Mask-R-CNN-MindSpore

A Mindspore version of Mask R-CNN, trained on GPU. MindSpore is an artifitial-intelligence software kit developed by Huawei. The backbones include Resnet50 and Mobilenetv1

Mask R-CNN

Mask R-CNN extends Faster R-CNN by adding a branch for predicting segmentation masks on each Region of Interest (RoI), in parallel with the existing branch for classification and bounding box regression. The mask branch is a small FCN applied to each RoI, predicting a segmentation mask in a pixel-topixel manner. Mask R-CNN is simple to implement and train given the Faster R-CNN framework, which facilitates a wide range of flexible architecture designs. Additionally, the mask branch only adds a small computational overhead, enabling a fast system and rapid experimentation.

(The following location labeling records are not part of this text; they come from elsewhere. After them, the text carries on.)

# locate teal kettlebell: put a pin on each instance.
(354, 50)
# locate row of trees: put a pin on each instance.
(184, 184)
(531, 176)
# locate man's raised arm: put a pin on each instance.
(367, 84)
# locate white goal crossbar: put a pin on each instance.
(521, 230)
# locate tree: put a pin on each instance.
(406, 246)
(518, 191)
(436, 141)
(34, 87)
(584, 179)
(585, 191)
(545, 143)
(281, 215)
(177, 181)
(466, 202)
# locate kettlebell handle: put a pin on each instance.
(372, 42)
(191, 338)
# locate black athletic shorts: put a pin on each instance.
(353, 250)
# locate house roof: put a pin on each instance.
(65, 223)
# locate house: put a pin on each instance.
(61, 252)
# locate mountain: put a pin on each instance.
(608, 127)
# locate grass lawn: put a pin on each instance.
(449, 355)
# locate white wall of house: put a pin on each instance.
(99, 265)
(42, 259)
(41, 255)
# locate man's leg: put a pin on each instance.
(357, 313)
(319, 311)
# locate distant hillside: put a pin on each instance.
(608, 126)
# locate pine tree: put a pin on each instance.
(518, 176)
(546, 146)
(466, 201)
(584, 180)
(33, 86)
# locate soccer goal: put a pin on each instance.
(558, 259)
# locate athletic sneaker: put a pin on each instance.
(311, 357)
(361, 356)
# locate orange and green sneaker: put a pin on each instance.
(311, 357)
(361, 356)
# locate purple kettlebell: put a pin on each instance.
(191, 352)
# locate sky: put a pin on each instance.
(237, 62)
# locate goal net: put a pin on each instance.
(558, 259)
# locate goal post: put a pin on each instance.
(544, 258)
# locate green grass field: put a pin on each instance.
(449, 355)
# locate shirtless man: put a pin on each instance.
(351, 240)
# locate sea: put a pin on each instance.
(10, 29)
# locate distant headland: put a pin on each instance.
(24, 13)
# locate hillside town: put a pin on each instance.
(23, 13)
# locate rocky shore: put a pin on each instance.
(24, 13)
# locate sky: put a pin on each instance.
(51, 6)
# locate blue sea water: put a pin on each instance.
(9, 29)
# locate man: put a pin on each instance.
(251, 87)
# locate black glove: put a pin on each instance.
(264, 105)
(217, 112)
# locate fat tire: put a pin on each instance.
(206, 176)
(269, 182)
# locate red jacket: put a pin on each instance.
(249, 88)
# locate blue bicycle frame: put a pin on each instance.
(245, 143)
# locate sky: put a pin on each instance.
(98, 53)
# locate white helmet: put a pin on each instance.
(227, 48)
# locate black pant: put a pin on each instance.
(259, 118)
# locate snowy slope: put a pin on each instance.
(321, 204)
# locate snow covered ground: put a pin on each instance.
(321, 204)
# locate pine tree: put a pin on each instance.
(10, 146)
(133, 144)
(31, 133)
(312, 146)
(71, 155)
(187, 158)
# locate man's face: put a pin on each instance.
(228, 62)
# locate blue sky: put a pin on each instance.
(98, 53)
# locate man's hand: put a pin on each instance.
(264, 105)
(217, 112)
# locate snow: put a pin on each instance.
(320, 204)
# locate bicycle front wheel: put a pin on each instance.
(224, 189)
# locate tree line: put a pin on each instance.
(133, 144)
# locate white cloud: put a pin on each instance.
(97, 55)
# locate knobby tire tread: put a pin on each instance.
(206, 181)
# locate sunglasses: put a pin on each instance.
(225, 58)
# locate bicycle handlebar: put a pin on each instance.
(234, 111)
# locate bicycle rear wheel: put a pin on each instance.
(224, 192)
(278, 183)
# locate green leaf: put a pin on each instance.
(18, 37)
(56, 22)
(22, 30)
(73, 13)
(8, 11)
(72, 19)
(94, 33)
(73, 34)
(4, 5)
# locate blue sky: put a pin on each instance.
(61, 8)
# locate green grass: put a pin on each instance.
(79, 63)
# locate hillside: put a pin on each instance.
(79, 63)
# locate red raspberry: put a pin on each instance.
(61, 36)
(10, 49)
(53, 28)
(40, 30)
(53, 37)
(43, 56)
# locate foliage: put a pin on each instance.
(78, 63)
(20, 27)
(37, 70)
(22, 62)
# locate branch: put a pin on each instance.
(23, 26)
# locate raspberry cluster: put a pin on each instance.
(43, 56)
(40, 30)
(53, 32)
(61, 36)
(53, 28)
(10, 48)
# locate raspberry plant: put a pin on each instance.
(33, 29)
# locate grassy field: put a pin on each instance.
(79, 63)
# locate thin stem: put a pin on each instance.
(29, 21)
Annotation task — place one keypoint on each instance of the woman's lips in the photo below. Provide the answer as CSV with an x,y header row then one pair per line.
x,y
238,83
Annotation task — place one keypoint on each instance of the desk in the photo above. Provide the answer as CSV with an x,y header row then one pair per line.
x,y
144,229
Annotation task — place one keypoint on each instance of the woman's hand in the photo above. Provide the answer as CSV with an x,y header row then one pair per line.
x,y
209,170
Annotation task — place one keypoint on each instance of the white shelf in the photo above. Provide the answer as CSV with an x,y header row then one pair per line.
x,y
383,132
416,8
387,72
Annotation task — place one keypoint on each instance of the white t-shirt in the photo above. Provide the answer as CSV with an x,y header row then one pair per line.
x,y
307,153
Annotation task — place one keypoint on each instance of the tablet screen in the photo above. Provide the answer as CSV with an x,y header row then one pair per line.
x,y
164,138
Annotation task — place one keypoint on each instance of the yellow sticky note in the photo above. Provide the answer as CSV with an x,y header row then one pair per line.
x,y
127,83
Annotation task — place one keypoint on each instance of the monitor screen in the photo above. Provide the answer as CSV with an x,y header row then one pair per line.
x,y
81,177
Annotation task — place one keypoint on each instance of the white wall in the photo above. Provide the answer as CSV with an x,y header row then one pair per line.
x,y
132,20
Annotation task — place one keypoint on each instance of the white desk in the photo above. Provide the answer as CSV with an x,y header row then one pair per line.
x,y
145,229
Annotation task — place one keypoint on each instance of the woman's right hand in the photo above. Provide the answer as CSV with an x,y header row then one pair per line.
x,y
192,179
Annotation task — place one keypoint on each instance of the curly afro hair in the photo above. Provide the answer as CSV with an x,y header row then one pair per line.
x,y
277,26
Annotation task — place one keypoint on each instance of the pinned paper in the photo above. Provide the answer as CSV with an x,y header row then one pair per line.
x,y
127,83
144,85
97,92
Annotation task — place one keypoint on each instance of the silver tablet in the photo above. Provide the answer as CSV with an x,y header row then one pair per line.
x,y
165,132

Without bells and whistles, Mask R-CNN surpasses all previous state-of-the-art single-model results on the COCO instance segmentation task, including the heavilyengineered entries from the 2016 competition winner in 2018.

Model Features

Mask R-CNN adds a branch of Mask prediction on the basis of Faster R-CNN
Mask R-CNN proposes ROI ALign.

Pretrained Model

model	training dataset	bbox	segm	ckpt
maskrcnn_coco2017_bbox37.4_segm32.9	coco2017	0.374	0.329	checkpoint/maskrcnn_coco2017_acc32.9.ckpt
maskrcnnmobilenetv1_coco2017_bbox22.2_segm15.8	coco2017	0.222	0.158	checkpoint/maskrcnnmobilenetv1_coco2017_bbox24.00_segm21.5.ckpt

Please download the checkpoints here. And you should save it in the checkpoint folder.

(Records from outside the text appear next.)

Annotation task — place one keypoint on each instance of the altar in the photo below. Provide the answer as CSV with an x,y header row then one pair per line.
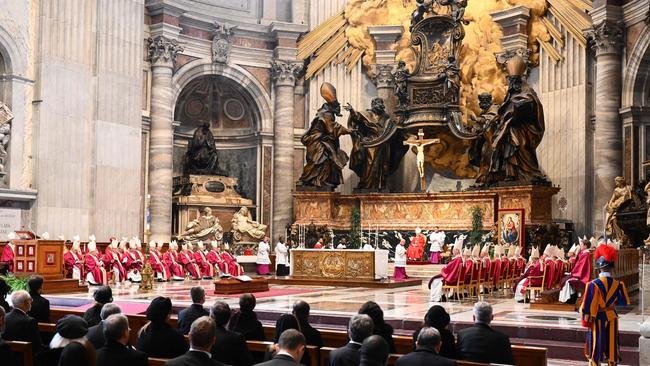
x,y
339,264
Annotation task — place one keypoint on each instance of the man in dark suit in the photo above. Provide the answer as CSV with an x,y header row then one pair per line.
x,y
289,350
19,326
374,351
188,315
95,333
481,343
359,328
6,354
40,305
426,352
312,335
117,352
102,295
230,347
202,338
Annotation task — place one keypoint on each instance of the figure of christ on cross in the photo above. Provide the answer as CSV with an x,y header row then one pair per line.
x,y
419,143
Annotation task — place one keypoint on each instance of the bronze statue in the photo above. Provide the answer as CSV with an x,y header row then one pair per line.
x,y
481,149
622,193
201,157
205,227
519,130
401,92
374,164
325,159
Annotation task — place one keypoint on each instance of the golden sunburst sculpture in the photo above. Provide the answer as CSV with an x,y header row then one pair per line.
x,y
344,39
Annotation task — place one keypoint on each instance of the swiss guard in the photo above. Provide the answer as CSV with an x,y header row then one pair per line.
x,y
598,310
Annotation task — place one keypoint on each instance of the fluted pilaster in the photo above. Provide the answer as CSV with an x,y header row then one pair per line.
x,y
162,54
606,39
284,74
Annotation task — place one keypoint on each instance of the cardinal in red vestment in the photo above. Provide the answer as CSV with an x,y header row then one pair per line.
x,y
8,252
73,260
94,266
415,250
450,274
580,275
186,257
199,256
532,276
170,258
156,261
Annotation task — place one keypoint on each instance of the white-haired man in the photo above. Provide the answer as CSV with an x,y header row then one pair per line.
x,y
481,343
18,325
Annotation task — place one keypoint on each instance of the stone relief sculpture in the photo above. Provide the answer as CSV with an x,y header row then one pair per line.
x,y
201,157
373,164
5,131
221,42
325,159
205,227
243,224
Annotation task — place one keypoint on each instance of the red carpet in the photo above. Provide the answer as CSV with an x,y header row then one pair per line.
x,y
274,292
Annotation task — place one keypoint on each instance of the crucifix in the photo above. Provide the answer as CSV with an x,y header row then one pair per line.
x,y
419,143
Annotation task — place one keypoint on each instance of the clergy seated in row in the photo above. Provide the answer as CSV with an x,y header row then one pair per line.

Training Parameter Description

Here, we list some important parametes for training. Moreover, you can check the configuration files for details.

Parameter	Default	Description
workers	1	Number of parallel workers
device_target	GPU	Device type
learning_rate	0.002	learning rate
weight_decay	1e-4	Control weight decay speed
total_epoch	13	Number of epoch
batch_size	2	Batch size
dataset	coco	Dataset name
pre_trained	./checkpoint	The path of pretrained model
checkpoint_path	./ckpt_0	The path to save

Example

Here, how to use Mask R-CNN and Mask R-CNN MobileNetV1 will be introduced as follow. Taking Mask R-CNN for example, Mask R-CNN MobileNetV1 follows the same procedure.

Dataset

At first, you should download coco2017 dataset by yourself.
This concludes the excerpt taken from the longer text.